Chapter 13 bankruptcy usually runs five years, which is about the same or longer than debt consolidation. This type of bankruptcy provides you protection from creditors while the outstanding debt is settled through a repayment plan. It can be used to halt home foreclosure. Filing Chapter 13 is sometimes called the home-saver bankruptcy. Depending on what the debts are for, the court may reduce the amount repaid to some creditors. However, once the creditors have received the agreed upon payment via the court, the debt is considered paid in full. This will mean that your credit rating will stay low for the period of time of the Chapter 13 length. Furthermore, Chapter 13 requires a monthly repayment of 100% of your disposable monthly income.

Chapter 7 bankruptcy is shorter, less complicated, and less expensive. It allows you to have all of your unsecured debt wiped clean.
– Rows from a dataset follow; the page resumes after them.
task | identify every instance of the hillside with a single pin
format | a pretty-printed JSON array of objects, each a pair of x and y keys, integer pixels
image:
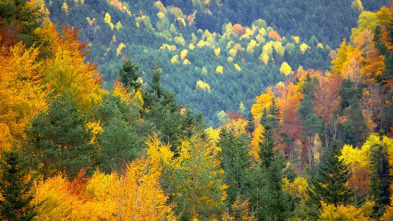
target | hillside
[
  {"x": 190, "y": 40},
  {"x": 317, "y": 145}
]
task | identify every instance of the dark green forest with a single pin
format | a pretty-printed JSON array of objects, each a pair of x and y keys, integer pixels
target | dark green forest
[
  {"x": 146, "y": 38},
  {"x": 196, "y": 110}
]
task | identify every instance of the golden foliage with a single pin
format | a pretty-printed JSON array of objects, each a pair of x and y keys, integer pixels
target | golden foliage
[
  {"x": 285, "y": 69},
  {"x": 341, "y": 212},
  {"x": 118, "y": 50},
  {"x": 220, "y": 70},
  {"x": 203, "y": 86},
  {"x": 237, "y": 67},
  {"x": 22, "y": 91},
  {"x": 304, "y": 47},
  {"x": 67, "y": 71},
  {"x": 183, "y": 54},
  {"x": 108, "y": 19}
]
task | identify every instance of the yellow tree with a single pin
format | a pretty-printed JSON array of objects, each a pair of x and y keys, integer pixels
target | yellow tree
[
  {"x": 22, "y": 94},
  {"x": 198, "y": 189},
  {"x": 66, "y": 69}
]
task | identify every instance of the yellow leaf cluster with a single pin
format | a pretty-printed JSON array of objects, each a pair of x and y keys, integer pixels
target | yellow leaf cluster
[
  {"x": 217, "y": 52},
  {"x": 341, "y": 212},
  {"x": 264, "y": 57},
  {"x": 297, "y": 188},
  {"x": 186, "y": 62},
  {"x": 108, "y": 19},
  {"x": 304, "y": 47},
  {"x": 160, "y": 15},
  {"x": 22, "y": 92},
  {"x": 261, "y": 102},
  {"x": 65, "y": 7},
  {"x": 183, "y": 54},
  {"x": 237, "y": 67},
  {"x": 285, "y": 68},
  {"x": 251, "y": 46},
  {"x": 136, "y": 195},
  {"x": 118, "y": 50},
  {"x": 220, "y": 70},
  {"x": 175, "y": 59},
  {"x": 203, "y": 86}
]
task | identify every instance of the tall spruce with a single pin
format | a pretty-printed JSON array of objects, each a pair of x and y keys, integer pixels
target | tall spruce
[
  {"x": 235, "y": 162},
  {"x": 329, "y": 183},
  {"x": 60, "y": 140},
  {"x": 270, "y": 202},
  {"x": 129, "y": 75},
  {"x": 380, "y": 177},
  {"x": 15, "y": 204}
]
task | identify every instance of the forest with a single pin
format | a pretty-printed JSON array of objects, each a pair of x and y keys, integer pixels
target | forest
[
  {"x": 237, "y": 49},
  {"x": 92, "y": 129}
]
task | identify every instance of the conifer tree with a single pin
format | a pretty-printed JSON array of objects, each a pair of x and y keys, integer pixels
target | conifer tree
[
  {"x": 235, "y": 162},
  {"x": 60, "y": 139},
  {"x": 329, "y": 184},
  {"x": 250, "y": 124},
  {"x": 380, "y": 178},
  {"x": 15, "y": 191},
  {"x": 269, "y": 201},
  {"x": 129, "y": 75}
]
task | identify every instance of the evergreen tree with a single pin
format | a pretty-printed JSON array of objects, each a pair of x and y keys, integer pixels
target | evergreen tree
[
  {"x": 269, "y": 202},
  {"x": 21, "y": 19},
  {"x": 250, "y": 124},
  {"x": 15, "y": 203},
  {"x": 380, "y": 178},
  {"x": 235, "y": 162},
  {"x": 312, "y": 122},
  {"x": 329, "y": 184},
  {"x": 266, "y": 151},
  {"x": 129, "y": 75},
  {"x": 60, "y": 140},
  {"x": 355, "y": 128}
]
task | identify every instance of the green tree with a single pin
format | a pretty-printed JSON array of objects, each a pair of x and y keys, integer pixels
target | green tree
[
  {"x": 276, "y": 204},
  {"x": 250, "y": 124},
  {"x": 354, "y": 129},
  {"x": 235, "y": 162},
  {"x": 21, "y": 18},
  {"x": 129, "y": 75},
  {"x": 15, "y": 191},
  {"x": 380, "y": 177},
  {"x": 60, "y": 140},
  {"x": 329, "y": 183}
]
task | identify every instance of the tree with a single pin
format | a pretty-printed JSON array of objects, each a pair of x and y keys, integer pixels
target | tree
[
  {"x": 329, "y": 184},
  {"x": 354, "y": 128},
  {"x": 198, "y": 189},
  {"x": 60, "y": 140},
  {"x": 380, "y": 177},
  {"x": 235, "y": 162},
  {"x": 268, "y": 199},
  {"x": 15, "y": 191},
  {"x": 22, "y": 17},
  {"x": 129, "y": 75},
  {"x": 250, "y": 124}
]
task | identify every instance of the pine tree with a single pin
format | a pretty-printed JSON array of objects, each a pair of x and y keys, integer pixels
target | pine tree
[
  {"x": 129, "y": 75},
  {"x": 250, "y": 124},
  {"x": 380, "y": 178},
  {"x": 329, "y": 184},
  {"x": 16, "y": 192},
  {"x": 355, "y": 128},
  {"x": 60, "y": 140},
  {"x": 235, "y": 162},
  {"x": 269, "y": 201}
]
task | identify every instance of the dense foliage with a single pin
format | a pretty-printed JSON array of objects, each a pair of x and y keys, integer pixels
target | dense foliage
[
  {"x": 214, "y": 54},
  {"x": 315, "y": 146}
]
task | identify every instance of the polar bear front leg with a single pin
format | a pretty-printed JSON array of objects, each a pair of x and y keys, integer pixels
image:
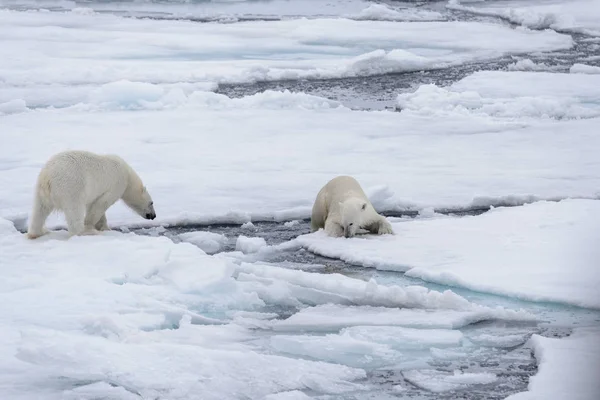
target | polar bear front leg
[
  {"x": 333, "y": 229},
  {"x": 75, "y": 216},
  {"x": 95, "y": 218},
  {"x": 102, "y": 225}
]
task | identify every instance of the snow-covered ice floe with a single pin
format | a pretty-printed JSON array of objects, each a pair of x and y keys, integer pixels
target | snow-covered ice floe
[
  {"x": 56, "y": 59},
  {"x": 580, "y": 16},
  {"x": 568, "y": 368},
  {"x": 513, "y": 94},
  {"x": 543, "y": 251},
  {"x": 214, "y": 159},
  {"x": 123, "y": 315}
]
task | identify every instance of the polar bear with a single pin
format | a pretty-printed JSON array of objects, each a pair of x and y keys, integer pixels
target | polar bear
[
  {"x": 83, "y": 186},
  {"x": 342, "y": 207}
]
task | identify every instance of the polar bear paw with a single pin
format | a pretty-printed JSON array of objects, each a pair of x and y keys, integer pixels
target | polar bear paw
[{"x": 385, "y": 228}]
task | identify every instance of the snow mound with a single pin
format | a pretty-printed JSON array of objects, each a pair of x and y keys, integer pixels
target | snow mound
[
  {"x": 382, "y": 12},
  {"x": 249, "y": 244},
  {"x": 438, "y": 381},
  {"x": 528, "y": 65},
  {"x": 13, "y": 107},
  {"x": 580, "y": 16},
  {"x": 551, "y": 252},
  {"x": 339, "y": 349},
  {"x": 584, "y": 69},
  {"x": 405, "y": 338},
  {"x": 332, "y": 317},
  {"x": 209, "y": 242},
  {"x": 316, "y": 288},
  {"x": 126, "y": 95},
  {"x": 509, "y": 95}
]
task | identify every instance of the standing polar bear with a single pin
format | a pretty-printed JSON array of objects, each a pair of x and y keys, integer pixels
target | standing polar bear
[
  {"x": 342, "y": 207},
  {"x": 83, "y": 186}
]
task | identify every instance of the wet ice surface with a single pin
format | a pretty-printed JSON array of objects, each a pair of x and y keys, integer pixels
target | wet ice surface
[
  {"x": 487, "y": 359},
  {"x": 380, "y": 91},
  {"x": 482, "y": 360}
]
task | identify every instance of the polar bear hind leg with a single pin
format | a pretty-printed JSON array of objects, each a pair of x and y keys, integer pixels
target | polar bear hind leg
[
  {"x": 74, "y": 212},
  {"x": 40, "y": 212},
  {"x": 102, "y": 224}
]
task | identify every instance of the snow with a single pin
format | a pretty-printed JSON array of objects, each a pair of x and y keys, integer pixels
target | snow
[
  {"x": 579, "y": 16},
  {"x": 568, "y": 367},
  {"x": 398, "y": 337},
  {"x": 209, "y": 242},
  {"x": 171, "y": 315},
  {"x": 61, "y": 50},
  {"x": 383, "y": 12},
  {"x": 330, "y": 289},
  {"x": 510, "y": 95},
  {"x": 220, "y": 10},
  {"x": 137, "y": 313},
  {"x": 208, "y": 170},
  {"x": 249, "y": 244},
  {"x": 528, "y": 65},
  {"x": 439, "y": 382},
  {"x": 584, "y": 69},
  {"x": 550, "y": 257},
  {"x": 332, "y": 317}
]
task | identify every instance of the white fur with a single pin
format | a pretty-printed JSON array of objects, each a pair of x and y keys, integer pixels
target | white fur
[
  {"x": 342, "y": 207},
  {"x": 83, "y": 186}
]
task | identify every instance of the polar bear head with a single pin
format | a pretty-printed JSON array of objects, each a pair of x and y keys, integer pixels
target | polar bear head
[
  {"x": 352, "y": 214},
  {"x": 139, "y": 200}
]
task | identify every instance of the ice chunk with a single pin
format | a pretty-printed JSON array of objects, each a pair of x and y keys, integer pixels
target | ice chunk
[
  {"x": 13, "y": 106},
  {"x": 249, "y": 244},
  {"x": 339, "y": 349},
  {"x": 509, "y": 95},
  {"x": 552, "y": 259},
  {"x": 439, "y": 381},
  {"x": 498, "y": 341},
  {"x": 291, "y": 395},
  {"x": 314, "y": 288},
  {"x": 331, "y": 317},
  {"x": 405, "y": 338},
  {"x": 208, "y": 241},
  {"x": 581, "y": 16},
  {"x": 249, "y": 226},
  {"x": 127, "y": 94},
  {"x": 528, "y": 65},
  {"x": 568, "y": 367},
  {"x": 584, "y": 69},
  {"x": 383, "y": 12}
]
The process usually takes no more than three months and it is the most common type of bankruptcy. Compared to Chapter 13, which takes three to five years, Chapter 7 is the best option for those who qualify. Furthermore, Chapter 13 requires a monthly repayment of 100% of your disposable monthly income. A “fresh start” or “clean slate”, Chapter 7 is a form of bankruptcy designed to let people (and sometimes businesses) get out of debt without repaying any of the “unsecured” creditors. While Chapter 7 also requires the person(s) filing go turn over to the bankruptcy trustee all “non-exempt” assets, skilled planning with an experienced bankruptcy lawyer can usually ensure all the filer’s assets are exempt (i.e., the filer gets to keep the property.)

With Chapter 7, the Court, not the creditors, decides whether any assets should be sold to pay creditors. While there is both an art and a science to actually completing the documents to be filed in a Chapter 7, much greater skill is needed to plan for minimum loss to the person filing. If the person filing Chapter 7 can’t pay reasonably necessary living expenses and pay something to the unsecured creditors, the Chapter 7 filer should sail through the process pretty smoothly. However, with Chapter 7, Debt consolidation cannot even do this.